There’s no such thing as perfection.

Perfection is in the eye of the beholder. Know yourself, your limits, and where you are willing to compromise.

I remember being terribly upset in elementary school because the teacher thought I had not used my paper well while drawing. The assignment? I forgot but I remember drawing a beach scene. However, I had not drawn the beach across the whole paper and the blue sky had white spots for clouds.

The teacher saw it as wasting paper and made me fill in every centimeter. I did, I cried, got an A, and ripped it up. It wasn’t me. To the teacher, not wasting paper was the perfect drawing. To me, expressing myself in an incomplete manner was perfect too.

Your body is never done changing. With each decade come ups and downs. You will always be a work in progress.

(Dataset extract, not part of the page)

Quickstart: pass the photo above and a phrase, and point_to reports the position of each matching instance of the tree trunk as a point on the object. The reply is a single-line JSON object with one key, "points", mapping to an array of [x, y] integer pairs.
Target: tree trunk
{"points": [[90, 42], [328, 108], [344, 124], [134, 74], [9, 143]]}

So, don’t hurt yourself to become someone else’s perfect person. If anyone doesn’t want to be friends because you don’t live up to their ideal, as much as it hurts, let them go. They are not your friends.

Trying to be someone else just to be accepted by the school’s incrowd, is lying to yourself. I found out the hard way who my real friends were. No, I wasn’t in any popular group in school. I wore glasses, double braces, my lips were often swollen if they got caught in the wires, and I was really bad at PE and not just because of my asthma.

After a few years, I got contacts, the braces came off, and I was suddenly of interest. Short-lived interest because I kept hanging out with those who were my friends when I had big, thick lenses in plastic frames, when my lip bled and was swollen from being stuck again, when I couldn’t run a mile without having breathing problems. To this day, those are my friends and I cherish them.

Perfection does not exist. We can strive to make things better, yes. We can aim to be better in our personal interactions, controlling our tempers and emotions, and yes, in making this world a better place. But there is never a 100% perfect situation.

Accept yourself, know that you will change, and that change is part of life.

So my advice: strive to be flexible instead of being perfect.